今週のお題「怖い話」
ここはどこ?
私は誰?
目の前に見えるのは、長い廊下と・・・白い壁だけ。
あ。誰かこっちに向かって来る。
ニコニコ笑ってる。
え?なに?
なにか私に話しかけてるけど、小さい声だし、なにを言ってるのかよくわからない。
でも、良さそうな人だから、私も笑ってうなづいておこう。
あ! 窓から外が見える。
木の葉っぱが風に揺れてるな。
あれ! 目の前に ごはんとおかずが置いてある。
食べよう。
なんだか眠くなってきたな。
寝よう。
・・・・・・。
要介護4で施設に入所している認知症の母は、私の推測ですが、現在はこんな意識で生きているのではないかと考えています。
今はもう、記憶が薄れていく混乱はさほど感じないほどに、認知症自体が進行していると思うのですが、まだ初期だった頃には、不安を感じている様子が多々うかがえました。
「最近、頭が変になってきたいみたいだよ」
初期の頃に母がよく口にしていたことを思い出します。
ただ、その頃は私もまだ認知症への知識も浅く、母が認知症であることに気づいてなかったので、あまり気にもとめていませんでした。
もう少し進行してくると、言葉にして訴えるようなことはなくなりました。
頭が混乱してくると、わけもなく感情的になったり、意味のない変な行動を繰り返すようなことをし始めました。
そうそう!「頭が変になってきた」という代わりに、
「もう、死にたい」という言葉を、
頻繁に口走っていたことを思い出しました。
TVなどで他の認知症の方を見ると、その進行過程において、激しく混乱してしまう人もいれば、比較的穏やかに受け入れている人もいるようなので、個人差はあるのでしょう。
私の母の場合、自身が認知症であることには、最後まで気づいてなかったと思います。
そもそも、認知症という症状についての知識は、持ち合わせてなかったはずですから。
でも、徐々にいろいろなことがわからなくなっていく不安と恐怖を、どのように受け入れ、今はその恐怖が母の中でどうなっているのか、とても気になるところです。
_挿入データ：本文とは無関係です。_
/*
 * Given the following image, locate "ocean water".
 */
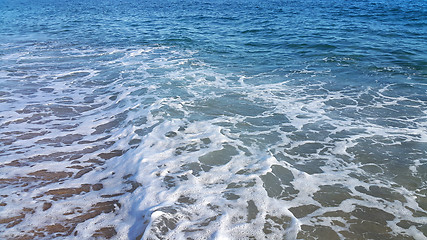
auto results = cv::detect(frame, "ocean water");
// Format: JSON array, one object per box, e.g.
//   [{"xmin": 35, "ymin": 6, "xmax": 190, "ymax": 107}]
[{"xmin": 0, "ymin": 0, "xmax": 427, "ymax": 240}]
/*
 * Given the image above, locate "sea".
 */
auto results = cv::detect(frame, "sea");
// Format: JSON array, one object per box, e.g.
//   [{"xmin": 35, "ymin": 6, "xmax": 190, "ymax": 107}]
[{"xmin": 0, "ymin": 0, "xmax": 427, "ymax": 240}]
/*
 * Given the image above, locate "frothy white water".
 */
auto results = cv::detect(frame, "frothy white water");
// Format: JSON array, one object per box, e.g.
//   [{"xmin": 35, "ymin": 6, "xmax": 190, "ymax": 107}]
[{"xmin": 0, "ymin": 46, "xmax": 427, "ymax": 239}]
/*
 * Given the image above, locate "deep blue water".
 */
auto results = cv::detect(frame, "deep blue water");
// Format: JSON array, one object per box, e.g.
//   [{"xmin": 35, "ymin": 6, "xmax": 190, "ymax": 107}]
[{"xmin": 0, "ymin": 0, "xmax": 427, "ymax": 239}]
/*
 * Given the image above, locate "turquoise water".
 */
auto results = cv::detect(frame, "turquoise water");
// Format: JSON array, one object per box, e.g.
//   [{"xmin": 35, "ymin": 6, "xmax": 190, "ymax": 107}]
[{"xmin": 0, "ymin": 0, "xmax": 427, "ymax": 239}]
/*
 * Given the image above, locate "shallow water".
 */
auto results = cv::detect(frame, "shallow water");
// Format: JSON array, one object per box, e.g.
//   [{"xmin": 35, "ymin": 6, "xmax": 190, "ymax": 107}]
[{"xmin": 0, "ymin": 0, "xmax": 427, "ymax": 239}]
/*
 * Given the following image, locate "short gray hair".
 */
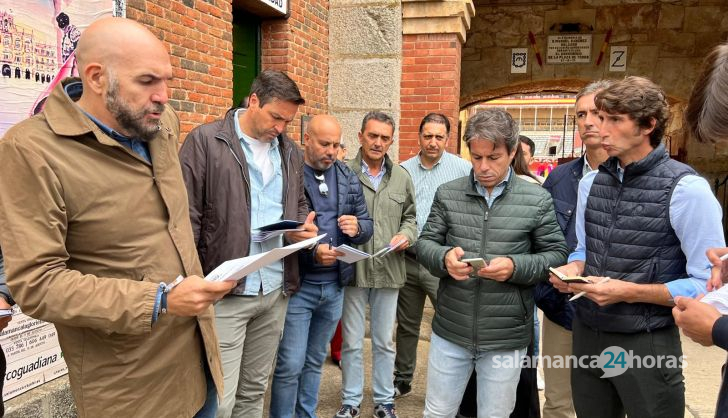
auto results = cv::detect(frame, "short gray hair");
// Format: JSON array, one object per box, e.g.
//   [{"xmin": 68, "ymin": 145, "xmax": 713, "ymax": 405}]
[
  {"xmin": 465, "ymin": 108, "xmax": 519, "ymax": 153},
  {"xmin": 361, "ymin": 111, "xmax": 395, "ymax": 133},
  {"xmin": 574, "ymin": 80, "xmax": 614, "ymax": 102}
]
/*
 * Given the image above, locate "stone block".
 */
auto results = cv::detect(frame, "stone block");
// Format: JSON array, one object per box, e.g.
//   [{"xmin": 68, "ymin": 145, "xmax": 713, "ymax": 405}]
[
  {"xmin": 329, "ymin": 58, "xmax": 402, "ymax": 110},
  {"xmin": 596, "ymin": 4, "xmax": 660, "ymax": 33},
  {"xmin": 693, "ymin": 31, "xmax": 725, "ymax": 60},
  {"xmin": 657, "ymin": 4, "xmax": 685, "ymax": 29},
  {"xmin": 683, "ymin": 6, "xmax": 725, "ymax": 32},
  {"xmin": 650, "ymin": 29, "xmax": 695, "ymax": 57},
  {"xmin": 653, "ymin": 57, "xmax": 701, "ymax": 100},
  {"xmin": 620, "ymin": 45, "xmax": 660, "ymax": 79},
  {"xmin": 462, "ymin": 48, "xmax": 480, "ymax": 61},
  {"xmin": 329, "ymin": 7, "xmax": 402, "ymax": 56}
]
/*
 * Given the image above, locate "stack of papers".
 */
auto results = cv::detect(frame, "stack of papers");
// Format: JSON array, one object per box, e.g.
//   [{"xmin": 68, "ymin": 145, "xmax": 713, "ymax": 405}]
[
  {"xmin": 334, "ymin": 240, "xmax": 407, "ymax": 264},
  {"xmin": 205, "ymin": 234, "xmax": 326, "ymax": 282},
  {"xmin": 250, "ymin": 220, "xmax": 303, "ymax": 242}
]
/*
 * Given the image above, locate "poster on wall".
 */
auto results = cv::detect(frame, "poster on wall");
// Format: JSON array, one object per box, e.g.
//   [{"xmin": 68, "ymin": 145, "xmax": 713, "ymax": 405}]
[
  {"xmin": 0, "ymin": 0, "xmax": 125, "ymax": 136},
  {"xmin": 0, "ymin": 306, "xmax": 68, "ymax": 400}
]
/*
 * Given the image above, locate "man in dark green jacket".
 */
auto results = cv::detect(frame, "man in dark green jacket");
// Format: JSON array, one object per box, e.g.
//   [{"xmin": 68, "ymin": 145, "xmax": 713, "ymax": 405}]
[{"xmin": 417, "ymin": 109, "xmax": 567, "ymax": 417}]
少なくとも、今でもまだ母の中には 理解不能な恐怖感が潜んでいて、時折それが顔をのぞかせて、母を不安にさせているような気はします。
なにもしないでボーっとしている時などに、その不安感がじんわり押し寄せてくるかもしれないな、と思うのです。
認知症になっても、感情の記憶だけは意外と根強く残っているものですから。
認知症の人は、「今、ここ」がすべてだと聞いたことがあります。
思いわずらう過去も未来もないのです。
究極の生き方を実践していると言えば、そう言えなくもないわけです。
入所している母への面会は、今のところオンラインでしかできません。
私はとにかく、直接会って、なおかつ母に触れたい!
それができないまま、母の寿命が尽きてしまったら、と思うことが、今の私にとっては一番の恐怖です。